My work is an exploration into various themes centered around the idea of the self.  Contemporary culture plays an intricate role in the promotion of a great identity disparity.  On one hand, there is a zen-like approach of owning who we are.  Realizing our true self is the key to happiness.  On the other hand, we have a growth mentality.  Tenacity and dedication will transform us into who we’ve always strived to be.  Is the contemplation of our aspirations the divergence from our true self, or in fact the realization of it?  It was in this tension that my artistic practice was born.

In an effort to explore the boundaries between the self and the perceived self, and in effect the notion of reality itself,  I create work spanning various mediums.  The use of installation, painting, liquid emulsion, analog photography, and digital printing creates artwork inviting the viewer to introspect on their own understanding of reality.  I look at  individual photographs as building blocks for more comprehensive pieces of work, the way I use little fractions of reality and mold them into my own interpretation of the world.  Whether photographing a subject using multiple cropped in exposures and combining them into a whole after development, or painting on a blank sheet of artist paper and then applying a liquid emulsion so that an image may be developed overtop, all of my work gives up some element of control.  Pre-visualization in total becomes impossible and I am left with art based in reality, yet reconstructed through chance.

The art making process itself becomes an essential element to the final work.  My projects involve collecting images and elements over long periods of time.  These elements are often familiar yet reimagined and repurposed in a way that brings on new meanings and new connections to what we understand about the world.  I view the collection of these materials as their own unique journeys.  Once I have gone out into the world and amassed enough materials, I return home and allow the individual elements to dictate how they will be combined into the final works of art.  Inspired by the likes of Homer, Herman Hesse, Joseph Campbell, Paulo Coelho, and Robert M. Pirsig I oftentimes get lost in the art making process.  Grandiose epics and modern day quests plague my imagination.
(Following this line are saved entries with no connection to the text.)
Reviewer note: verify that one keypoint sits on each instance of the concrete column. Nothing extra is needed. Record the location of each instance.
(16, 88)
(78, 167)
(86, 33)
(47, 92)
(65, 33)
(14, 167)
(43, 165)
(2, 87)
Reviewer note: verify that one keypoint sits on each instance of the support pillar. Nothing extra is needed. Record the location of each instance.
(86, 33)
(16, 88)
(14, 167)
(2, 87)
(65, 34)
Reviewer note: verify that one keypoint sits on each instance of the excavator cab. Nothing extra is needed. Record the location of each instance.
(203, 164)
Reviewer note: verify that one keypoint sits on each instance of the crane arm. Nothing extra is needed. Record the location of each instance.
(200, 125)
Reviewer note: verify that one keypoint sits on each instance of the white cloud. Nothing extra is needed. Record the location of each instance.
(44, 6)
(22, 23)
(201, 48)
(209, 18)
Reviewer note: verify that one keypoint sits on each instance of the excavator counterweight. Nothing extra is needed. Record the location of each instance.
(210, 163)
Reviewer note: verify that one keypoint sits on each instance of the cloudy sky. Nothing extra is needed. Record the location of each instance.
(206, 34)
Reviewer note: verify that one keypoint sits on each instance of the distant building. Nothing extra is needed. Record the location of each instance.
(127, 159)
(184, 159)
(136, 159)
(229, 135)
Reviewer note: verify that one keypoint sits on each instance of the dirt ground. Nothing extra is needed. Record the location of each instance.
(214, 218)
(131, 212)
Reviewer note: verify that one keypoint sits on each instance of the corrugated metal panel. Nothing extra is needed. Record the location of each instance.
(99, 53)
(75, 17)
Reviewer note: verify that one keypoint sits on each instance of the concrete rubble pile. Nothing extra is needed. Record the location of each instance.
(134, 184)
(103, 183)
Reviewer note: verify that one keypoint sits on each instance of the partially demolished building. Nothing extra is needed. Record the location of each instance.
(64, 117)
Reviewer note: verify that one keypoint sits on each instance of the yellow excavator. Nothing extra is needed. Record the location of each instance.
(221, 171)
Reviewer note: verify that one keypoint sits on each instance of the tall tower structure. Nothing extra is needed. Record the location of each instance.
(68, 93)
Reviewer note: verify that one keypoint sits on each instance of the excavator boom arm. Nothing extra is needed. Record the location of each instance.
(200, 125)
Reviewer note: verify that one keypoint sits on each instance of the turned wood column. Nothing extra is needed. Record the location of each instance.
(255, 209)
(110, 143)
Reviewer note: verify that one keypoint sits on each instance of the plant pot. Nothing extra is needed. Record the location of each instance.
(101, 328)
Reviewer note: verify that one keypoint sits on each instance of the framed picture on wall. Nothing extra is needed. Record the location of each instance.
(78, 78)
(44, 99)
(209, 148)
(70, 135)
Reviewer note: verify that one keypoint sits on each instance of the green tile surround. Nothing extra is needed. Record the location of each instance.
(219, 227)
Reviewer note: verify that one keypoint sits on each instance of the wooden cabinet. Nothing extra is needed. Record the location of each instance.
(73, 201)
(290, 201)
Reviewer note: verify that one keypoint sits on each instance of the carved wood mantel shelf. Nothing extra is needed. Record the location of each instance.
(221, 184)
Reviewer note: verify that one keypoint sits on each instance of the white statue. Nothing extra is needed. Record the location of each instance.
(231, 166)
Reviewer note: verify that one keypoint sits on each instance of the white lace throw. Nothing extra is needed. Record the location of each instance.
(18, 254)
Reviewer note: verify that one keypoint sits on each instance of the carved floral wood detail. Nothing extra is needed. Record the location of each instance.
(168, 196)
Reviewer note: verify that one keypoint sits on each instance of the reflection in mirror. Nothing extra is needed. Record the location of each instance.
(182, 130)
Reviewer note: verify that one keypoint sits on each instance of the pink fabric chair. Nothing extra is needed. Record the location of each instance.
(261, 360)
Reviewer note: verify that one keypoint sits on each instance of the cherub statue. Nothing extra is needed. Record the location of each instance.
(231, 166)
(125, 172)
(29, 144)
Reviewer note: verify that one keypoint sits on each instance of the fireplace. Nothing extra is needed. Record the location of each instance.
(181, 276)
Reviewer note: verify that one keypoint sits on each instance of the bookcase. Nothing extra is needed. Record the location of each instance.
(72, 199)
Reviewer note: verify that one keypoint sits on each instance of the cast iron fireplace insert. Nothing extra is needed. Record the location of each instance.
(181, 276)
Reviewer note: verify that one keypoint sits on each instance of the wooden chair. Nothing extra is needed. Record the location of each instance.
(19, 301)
My only escape becomes envisioning the creative process as my own hero’s journey.  I look to the finished artwork at the end to provide some shroud of enlightenment.

My current project, “Sages” is a mixed-media installation that will consist of 196 photographic portraits connected to one another, edge to edge, to form one large spiraling piece suspended from the ceiling.  The portraits will be of a person from one of each of the 196 (United Nations recognized) countries in the world.  Once photographed, I ask the subject of each portrait to paint a line across a sheet of artistic paper using a turquoise acrylic ink. Using a platinum palladium process, the portraits of each citizen are then developed in black and white onto the very paper they painted their line on.  The portraits are connected to each other by lining up the painted line segments from one image to the next.  As a result, the final installation will create one unbroken line, of which the entire world painted.